Thinking About Preaching

Thinking Soberly About Teaching and Preaching

Written by Dr. Bill Bagents

“For I say, through the grace given to me, to everyone who is among you, not to think of himself more highly than he ought to think, but to think soberly, as God has dealt to each one a measure of faith” (Romans 12:3).

Sometimes preachers and teachers are blessed to present a homerun sermon or class. Everything clicks. Hearers visibly engage. The illustrations energize. Memory functions perfectly. The hearers connect, the lesson flows, and it feels great.

When that happens, we’re blessed to enjoy the moment. And we’re blessed to remember that this moment was a blessing from God. If the sermon was faithful, it flowed from His life-changing word (Romans 10:14-17, 2 Timothy 3:14-17). If the class was powerful, the power flowed from the gospel (Romans 1:16-17). If the lesson was beneficial, God was the true source of the blessing (James 1:17). And we were blessed by God to be an instrument of His grace.

If we’re not careful, the devil will rob us of such moments. He will tempt us to pride. He will ask us to think, “I did well. I thought well. I created something special. I made this work.” He will help us avoid thinking of Luke 12:16-21 and Romans 12:3). He will insist that we forget Acts 12:20-24. He will invite us to put ourselves ahead of God.

If that doesn’t work, the devil will try the opposite.

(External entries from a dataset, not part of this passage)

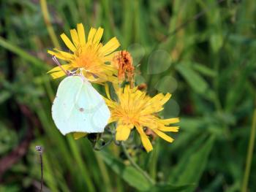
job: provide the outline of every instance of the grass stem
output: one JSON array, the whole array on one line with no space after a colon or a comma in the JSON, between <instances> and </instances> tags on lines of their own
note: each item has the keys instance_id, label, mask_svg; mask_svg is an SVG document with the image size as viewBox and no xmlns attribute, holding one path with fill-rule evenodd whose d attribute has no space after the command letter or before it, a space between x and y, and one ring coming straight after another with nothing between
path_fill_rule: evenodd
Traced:
<instances>
[{"instance_id":1,"label":"grass stem","mask_svg":"<svg viewBox=\"0 0 256 192\"><path fill-rule=\"evenodd\" d=\"M254 111L251 134L250 134L250 138L249 138L249 145L248 145L246 164L245 166L242 188L241 190L242 192L246 192L247 191L247 185L248 185L249 177L251 166L252 166L253 149L255 147L255 134L256 134L256 108L255 109L255 111Z\"/></svg>"},{"instance_id":2,"label":"grass stem","mask_svg":"<svg viewBox=\"0 0 256 192\"><path fill-rule=\"evenodd\" d=\"M146 172L144 170L143 170L136 163L135 161L133 161L131 155L129 154L127 147L125 147L125 145L124 142L121 143L121 147L123 148L124 153L127 158L128 158L129 161L131 163L131 164L138 170L139 171L148 181L151 185L155 185L155 181L152 180L152 178L148 175L147 172Z\"/></svg>"}]
</instances>

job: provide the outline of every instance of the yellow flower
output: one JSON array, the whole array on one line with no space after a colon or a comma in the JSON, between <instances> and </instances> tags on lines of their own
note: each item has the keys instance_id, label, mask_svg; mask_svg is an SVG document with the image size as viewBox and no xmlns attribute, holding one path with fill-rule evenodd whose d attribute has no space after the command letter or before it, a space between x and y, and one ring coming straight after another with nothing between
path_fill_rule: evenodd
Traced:
<instances>
[{"instance_id":1,"label":"yellow flower","mask_svg":"<svg viewBox=\"0 0 256 192\"><path fill-rule=\"evenodd\" d=\"M112 38L103 45L99 42L103 34L103 28L91 28L86 41L82 23L78 24L77 30L71 29L70 34L72 42L64 34L62 34L61 37L72 53L56 48L53 49L55 51L48 51L50 55L67 61L67 64L62 65L64 69L80 69L89 80L98 83L116 78L114 77L117 74L116 69L106 64L112 61L113 52L120 46L116 37ZM53 68L48 72L51 73L53 78L65 75L59 66Z\"/></svg>"},{"instance_id":2,"label":"yellow flower","mask_svg":"<svg viewBox=\"0 0 256 192\"><path fill-rule=\"evenodd\" d=\"M157 113L162 111L163 105L170 98L170 94L164 96L159 93L153 98L141 91L138 88L116 90L118 101L111 100L109 90L106 85L105 99L111 117L109 123L117 122L116 139L125 141L128 139L131 130L135 128L140 134L142 143L147 152L153 150L152 145L144 131L150 129L154 134L172 142L173 139L163 131L178 132L178 126L169 126L170 123L179 122L177 118L160 119Z\"/></svg>"}]
</instances>

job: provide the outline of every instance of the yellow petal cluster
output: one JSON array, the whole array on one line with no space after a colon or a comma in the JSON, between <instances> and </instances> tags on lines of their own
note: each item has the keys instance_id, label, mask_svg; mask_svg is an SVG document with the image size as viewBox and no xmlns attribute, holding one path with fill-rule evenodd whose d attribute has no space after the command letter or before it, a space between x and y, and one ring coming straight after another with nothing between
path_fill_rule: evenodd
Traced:
<instances>
[{"instance_id":1,"label":"yellow petal cluster","mask_svg":"<svg viewBox=\"0 0 256 192\"><path fill-rule=\"evenodd\" d=\"M116 37L112 38L105 45L100 42L103 28L91 28L88 38L82 23L77 25L77 29L71 29L71 39L65 34L61 37L69 52L59 49L48 50L48 53L56 58L65 61L67 64L62 65L66 70L80 69L83 74L94 82L101 83L113 81L116 79L117 71L112 65L108 64L113 58L113 52L120 46ZM53 78L65 75L59 66L48 72Z\"/></svg>"},{"instance_id":2,"label":"yellow petal cluster","mask_svg":"<svg viewBox=\"0 0 256 192\"><path fill-rule=\"evenodd\" d=\"M146 128L151 129L154 134L172 142L173 139L164 132L178 132L178 126L170 124L179 122L178 118L161 119L157 112L163 110L163 105L170 99L170 94L159 93L151 97L146 92L129 85L116 90L118 101L110 98L106 88L108 99L105 102L111 112L109 123L116 122L116 139L125 141L128 139L132 128L136 128L140 136L142 143L147 152L153 150Z\"/></svg>"}]
</instances>

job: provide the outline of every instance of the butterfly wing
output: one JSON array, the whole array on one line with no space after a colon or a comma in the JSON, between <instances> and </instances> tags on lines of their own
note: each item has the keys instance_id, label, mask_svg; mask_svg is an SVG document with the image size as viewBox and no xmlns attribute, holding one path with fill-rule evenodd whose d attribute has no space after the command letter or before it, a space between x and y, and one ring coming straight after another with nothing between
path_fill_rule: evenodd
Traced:
<instances>
[{"instance_id":1,"label":"butterfly wing","mask_svg":"<svg viewBox=\"0 0 256 192\"><path fill-rule=\"evenodd\" d=\"M103 132L110 116L100 94L79 76L68 77L60 83L52 115L63 134Z\"/></svg>"}]
</instances>

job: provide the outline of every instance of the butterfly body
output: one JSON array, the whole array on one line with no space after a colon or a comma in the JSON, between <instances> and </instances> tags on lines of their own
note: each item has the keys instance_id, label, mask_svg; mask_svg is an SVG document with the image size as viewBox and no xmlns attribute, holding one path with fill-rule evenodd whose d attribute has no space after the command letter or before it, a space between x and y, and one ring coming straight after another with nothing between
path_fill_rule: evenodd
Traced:
<instances>
[{"instance_id":1,"label":"butterfly body","mask_svg":"<svg viewBox=\"0 0 256 192\"><path fill-rule=\"evenodd\" d=\"M64 79L52 107L53 119L63 134L103 132L110 116L102 96L83 76Z\"/></svg>"}]
</instances>

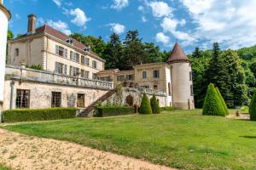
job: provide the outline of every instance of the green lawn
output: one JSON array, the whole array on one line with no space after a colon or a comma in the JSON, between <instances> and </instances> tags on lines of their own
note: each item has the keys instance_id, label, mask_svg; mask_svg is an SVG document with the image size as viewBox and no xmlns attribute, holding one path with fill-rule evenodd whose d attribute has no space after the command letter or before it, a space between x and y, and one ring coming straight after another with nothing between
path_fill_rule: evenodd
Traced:
<instances>
[{"instance_id":1,"label":"green lawn","mask_svg":"<svg viewBox=\"0 0 256 170\"><path fill-rule=\"evenodd\" d=\"M9 168L0 164L0 170L9 170Z\"/></svg>"},{"instance_id":2,"label":"green lawn","mask_svg":"<svg viewBox=\"0 0 256 170\"><path fill-rule=\"evenodd\" d=\"M233 110L232 110L233 111ZM200 110L8 126L184 169L256 169L256 122Z\"/></svg>"}]
</instances>

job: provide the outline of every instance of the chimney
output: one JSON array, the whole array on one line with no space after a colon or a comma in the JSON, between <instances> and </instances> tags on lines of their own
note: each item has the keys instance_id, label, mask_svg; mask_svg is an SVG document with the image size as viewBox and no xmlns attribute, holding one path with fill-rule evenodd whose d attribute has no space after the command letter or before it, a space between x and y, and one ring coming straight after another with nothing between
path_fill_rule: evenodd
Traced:
<instances>
[{"instance_id":1,"label":"chimney","mask_svg":"<svg viewBox=\"0 0 256 170\"><path fill-rule=\"evenodd\" d=\"M34 14L29 14L27 18L27 34L33 34L36 32L36 15Z\"/></svg>"}]
</instances>

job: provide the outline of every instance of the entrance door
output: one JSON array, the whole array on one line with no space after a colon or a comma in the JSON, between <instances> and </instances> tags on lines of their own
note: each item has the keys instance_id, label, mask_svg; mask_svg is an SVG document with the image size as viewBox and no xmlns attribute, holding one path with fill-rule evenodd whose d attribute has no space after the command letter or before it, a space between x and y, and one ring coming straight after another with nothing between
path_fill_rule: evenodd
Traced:
<instances>
[{"instance_id":1,"label":"entrance door","mask_svg":"<svg viewBox=\"0 0 256 170\"><path fill-rule=\"evenodd\" d=\"M84 108L84 94L78 94L78 107Z\"/></svg>"}]
</instances>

He will tempt us to fear or to false humility. He will ask us to think, “I can’t enjoy this moment. If I enjoy it, then I’m claiming to be something special. If I enjoy it, I’m thinking too highly of myself.” He will help us avoid thinking of Acts 18:27-28 and 1 Thessalonians 1:13. He will insist that we forget 2 Thessalonians 2:13-14. He will invite us to declare ourselves unfit to serve the Lord.

I love homerun lessons whenever they come. But I want to remember the following:

  • What I think to be a homerun may not be. While we want to do our best for God, God often does much with little. I should be grateful for the opportunity to try.
  • No one does homerun lessons every time. There’s virtually no limit to human frailty. We need to pray for God’s wisdom, strength, and guidance.
  • What’s a homerun sermon to some hearers may be of far less benefit to others. It’s not that the word is weak, but our hearing—like our teaching—is far from perfect. No lesson connects equally well for every hearer.
  • We’re blessed to learn from failures and successes. If a lesson didn’t work, why not? How could it be improved? Was it a failure of prayer? Of study? Of attitude? If it worked, how can that lead us to even more effective service to the Lord?